People with disabilities are concerned that they will lose caregiver hours because agencies will stop paying the full hours people need to stay in their homes. Private pay employers won’t be able to afford their workers. Caregivers are angry because they are paid low wages but must work more than 8 hours a day. Caregivers are fighting for a livable wage and people with disabilities are fighting to live.
When people with disabilities are pitted against the people who care for them, who wins?
This battle reflects a deeper problem. People with disabilities are not considered viable members of society and therefor have no value. The people who care for them are primarily people of color and women, groups traditionally considered low status. The system of caring for people with disabilities is structured around “cost savings.” As long as it is shown that keeping people in their homes saves society money, then doing so is considered important. But what cost do you place on respect and dignity?
Caregivers work as nurses, housekeepers, drivers, secretaries and cooks. They often bathe, dress, and help toilet severely disabled people and are paid minimum wage. Despite the long hours, most caregivers are dedicated to their clients and feel that they are making a difference in the world.
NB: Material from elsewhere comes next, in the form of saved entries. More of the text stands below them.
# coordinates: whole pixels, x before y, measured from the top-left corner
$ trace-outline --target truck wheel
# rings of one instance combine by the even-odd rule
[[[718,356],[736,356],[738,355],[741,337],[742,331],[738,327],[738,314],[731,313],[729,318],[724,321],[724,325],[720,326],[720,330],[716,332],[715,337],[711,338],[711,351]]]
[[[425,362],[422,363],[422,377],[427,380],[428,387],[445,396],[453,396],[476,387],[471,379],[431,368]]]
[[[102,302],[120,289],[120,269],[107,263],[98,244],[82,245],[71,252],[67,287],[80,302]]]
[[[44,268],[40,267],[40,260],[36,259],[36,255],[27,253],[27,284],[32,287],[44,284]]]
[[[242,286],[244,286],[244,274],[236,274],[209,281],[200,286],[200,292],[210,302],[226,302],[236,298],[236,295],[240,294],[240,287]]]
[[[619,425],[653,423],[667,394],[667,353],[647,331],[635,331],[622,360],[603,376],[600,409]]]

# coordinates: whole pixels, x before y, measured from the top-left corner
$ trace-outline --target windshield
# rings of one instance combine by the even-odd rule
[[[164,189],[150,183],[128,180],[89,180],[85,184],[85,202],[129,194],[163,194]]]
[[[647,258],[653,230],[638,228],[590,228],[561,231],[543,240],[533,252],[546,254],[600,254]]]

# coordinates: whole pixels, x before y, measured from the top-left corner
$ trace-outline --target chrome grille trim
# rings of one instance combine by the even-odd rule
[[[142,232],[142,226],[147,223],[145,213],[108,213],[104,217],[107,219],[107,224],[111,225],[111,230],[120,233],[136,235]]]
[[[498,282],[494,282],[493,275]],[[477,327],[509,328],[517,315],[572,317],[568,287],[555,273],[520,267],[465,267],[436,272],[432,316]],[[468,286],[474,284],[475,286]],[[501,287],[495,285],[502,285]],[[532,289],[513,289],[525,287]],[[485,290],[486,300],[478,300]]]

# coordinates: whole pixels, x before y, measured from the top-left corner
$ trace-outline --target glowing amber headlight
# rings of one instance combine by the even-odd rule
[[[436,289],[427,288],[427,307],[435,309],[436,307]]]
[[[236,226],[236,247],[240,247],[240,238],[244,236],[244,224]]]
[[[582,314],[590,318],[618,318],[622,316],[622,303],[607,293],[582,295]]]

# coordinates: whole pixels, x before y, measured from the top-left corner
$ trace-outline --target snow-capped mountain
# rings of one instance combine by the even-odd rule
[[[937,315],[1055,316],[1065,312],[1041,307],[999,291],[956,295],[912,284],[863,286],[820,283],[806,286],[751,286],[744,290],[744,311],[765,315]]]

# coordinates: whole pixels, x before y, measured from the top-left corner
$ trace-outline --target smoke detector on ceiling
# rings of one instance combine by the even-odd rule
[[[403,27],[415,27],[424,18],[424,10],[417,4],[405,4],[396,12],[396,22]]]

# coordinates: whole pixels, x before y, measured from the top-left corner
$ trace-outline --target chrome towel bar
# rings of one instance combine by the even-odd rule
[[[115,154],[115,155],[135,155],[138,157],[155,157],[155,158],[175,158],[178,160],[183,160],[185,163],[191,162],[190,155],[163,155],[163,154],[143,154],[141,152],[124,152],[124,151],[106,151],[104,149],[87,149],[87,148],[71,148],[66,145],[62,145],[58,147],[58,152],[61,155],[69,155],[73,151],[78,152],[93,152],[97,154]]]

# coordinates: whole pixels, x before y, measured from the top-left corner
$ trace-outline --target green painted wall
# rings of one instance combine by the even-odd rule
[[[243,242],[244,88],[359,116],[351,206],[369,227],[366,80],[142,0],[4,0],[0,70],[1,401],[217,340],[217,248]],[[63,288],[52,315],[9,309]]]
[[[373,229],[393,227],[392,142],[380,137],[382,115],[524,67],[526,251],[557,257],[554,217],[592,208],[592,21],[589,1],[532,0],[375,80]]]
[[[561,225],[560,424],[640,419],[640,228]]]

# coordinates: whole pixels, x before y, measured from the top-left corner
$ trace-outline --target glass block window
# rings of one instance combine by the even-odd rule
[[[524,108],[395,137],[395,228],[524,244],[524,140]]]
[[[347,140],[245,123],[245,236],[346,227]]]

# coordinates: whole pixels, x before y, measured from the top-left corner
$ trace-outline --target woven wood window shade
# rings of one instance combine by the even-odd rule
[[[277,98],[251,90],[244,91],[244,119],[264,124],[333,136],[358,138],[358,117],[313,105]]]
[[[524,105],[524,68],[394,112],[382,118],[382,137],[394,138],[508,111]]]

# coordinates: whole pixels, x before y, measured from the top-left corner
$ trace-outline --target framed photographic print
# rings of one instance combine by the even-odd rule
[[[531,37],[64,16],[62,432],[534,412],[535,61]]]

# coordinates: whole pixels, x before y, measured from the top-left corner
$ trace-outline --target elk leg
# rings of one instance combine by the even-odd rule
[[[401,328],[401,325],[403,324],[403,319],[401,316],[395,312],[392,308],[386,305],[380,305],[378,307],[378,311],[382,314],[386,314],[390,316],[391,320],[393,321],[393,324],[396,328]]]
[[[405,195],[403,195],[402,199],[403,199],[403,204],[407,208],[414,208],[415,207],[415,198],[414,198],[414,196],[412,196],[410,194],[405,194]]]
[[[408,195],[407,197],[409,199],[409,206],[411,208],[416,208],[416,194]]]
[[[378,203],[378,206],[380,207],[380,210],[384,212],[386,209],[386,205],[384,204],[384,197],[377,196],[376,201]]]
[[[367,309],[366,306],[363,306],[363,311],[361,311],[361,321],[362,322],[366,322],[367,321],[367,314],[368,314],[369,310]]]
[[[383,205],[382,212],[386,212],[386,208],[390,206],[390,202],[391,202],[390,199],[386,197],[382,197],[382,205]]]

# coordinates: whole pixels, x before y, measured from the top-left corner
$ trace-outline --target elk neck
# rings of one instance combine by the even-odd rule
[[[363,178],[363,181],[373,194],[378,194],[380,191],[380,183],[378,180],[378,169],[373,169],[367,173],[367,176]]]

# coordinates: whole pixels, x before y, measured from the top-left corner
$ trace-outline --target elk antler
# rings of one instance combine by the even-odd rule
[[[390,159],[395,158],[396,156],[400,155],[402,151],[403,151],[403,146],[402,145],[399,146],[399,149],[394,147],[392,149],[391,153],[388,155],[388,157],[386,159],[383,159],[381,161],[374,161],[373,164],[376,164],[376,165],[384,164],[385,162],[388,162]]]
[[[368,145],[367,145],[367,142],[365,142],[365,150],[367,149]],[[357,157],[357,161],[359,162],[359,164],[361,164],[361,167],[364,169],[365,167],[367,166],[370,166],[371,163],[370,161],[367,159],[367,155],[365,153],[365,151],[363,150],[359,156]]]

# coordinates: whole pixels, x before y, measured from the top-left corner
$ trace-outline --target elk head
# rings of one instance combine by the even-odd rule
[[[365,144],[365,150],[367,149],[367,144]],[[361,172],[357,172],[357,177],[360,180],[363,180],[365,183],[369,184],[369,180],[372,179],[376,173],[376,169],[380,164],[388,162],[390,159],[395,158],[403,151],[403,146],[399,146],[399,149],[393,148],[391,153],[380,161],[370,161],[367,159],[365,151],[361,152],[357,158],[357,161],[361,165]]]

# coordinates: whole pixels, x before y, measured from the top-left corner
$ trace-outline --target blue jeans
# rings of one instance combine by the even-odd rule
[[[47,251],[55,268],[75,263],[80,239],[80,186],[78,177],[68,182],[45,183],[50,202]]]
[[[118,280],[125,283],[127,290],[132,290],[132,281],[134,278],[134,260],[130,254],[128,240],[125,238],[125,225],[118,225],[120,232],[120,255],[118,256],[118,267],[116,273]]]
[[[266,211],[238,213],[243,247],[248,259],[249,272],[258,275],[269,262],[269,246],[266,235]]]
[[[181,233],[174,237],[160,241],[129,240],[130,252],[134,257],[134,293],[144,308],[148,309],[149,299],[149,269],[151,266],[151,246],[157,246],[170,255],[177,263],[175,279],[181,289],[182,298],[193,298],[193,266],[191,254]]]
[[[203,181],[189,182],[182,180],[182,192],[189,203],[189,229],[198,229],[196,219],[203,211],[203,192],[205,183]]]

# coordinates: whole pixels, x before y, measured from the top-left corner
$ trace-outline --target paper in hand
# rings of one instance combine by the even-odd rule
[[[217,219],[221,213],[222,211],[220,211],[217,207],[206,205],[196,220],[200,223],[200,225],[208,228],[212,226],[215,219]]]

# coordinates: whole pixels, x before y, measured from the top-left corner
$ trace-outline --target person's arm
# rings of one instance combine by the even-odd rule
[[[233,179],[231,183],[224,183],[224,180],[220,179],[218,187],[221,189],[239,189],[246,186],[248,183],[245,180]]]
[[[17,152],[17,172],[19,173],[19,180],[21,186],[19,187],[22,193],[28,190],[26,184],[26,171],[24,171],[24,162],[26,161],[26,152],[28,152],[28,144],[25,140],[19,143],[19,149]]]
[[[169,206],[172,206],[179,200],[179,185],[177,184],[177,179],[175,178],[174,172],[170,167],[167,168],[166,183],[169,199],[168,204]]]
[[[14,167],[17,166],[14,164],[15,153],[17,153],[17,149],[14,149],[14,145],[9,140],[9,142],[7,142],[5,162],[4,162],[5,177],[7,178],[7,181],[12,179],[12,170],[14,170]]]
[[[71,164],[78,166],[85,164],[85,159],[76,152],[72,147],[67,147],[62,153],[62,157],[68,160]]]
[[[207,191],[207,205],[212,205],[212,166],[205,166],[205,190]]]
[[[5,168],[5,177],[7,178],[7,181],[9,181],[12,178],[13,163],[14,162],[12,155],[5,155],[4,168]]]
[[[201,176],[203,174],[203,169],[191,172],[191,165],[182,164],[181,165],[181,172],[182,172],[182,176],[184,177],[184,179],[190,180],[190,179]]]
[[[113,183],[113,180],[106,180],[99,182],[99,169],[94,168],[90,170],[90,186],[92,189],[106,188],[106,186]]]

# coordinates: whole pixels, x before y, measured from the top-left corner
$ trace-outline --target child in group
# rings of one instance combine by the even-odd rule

People with disabilities rely on their caregivers to not only support their physical needs, but to also help them engage with the world and enjoy their lives. The threat that they may lose their supports if a pay increase is mandated is real. State budgets are strapped and agencies run with minimal staff. Where will the money come from? And for those who have to pay out of pocket for caregivers, will the changes force them to go into an institution simply because their insurance will pay for it?
I am my daughter’s caregiver. I also rely on other caregivers to help me keep my daughter in our home. I gladly work far more hours than I am paid, and I know other caregivers who do the same. Many of these workers are not family members, but they know if they didn’t donate hours their clients would suffer.
It’s time for caregivers and people with disabilities to stop fighting each other. People need to stay in their homes and workers need a livable wage. Rather than suing each other, it is time for both groups to unite and demand increased funding for programs that support the disabled. We need to examine our society and ask why we are so willing to throw people away simply because they can’t care for themselves.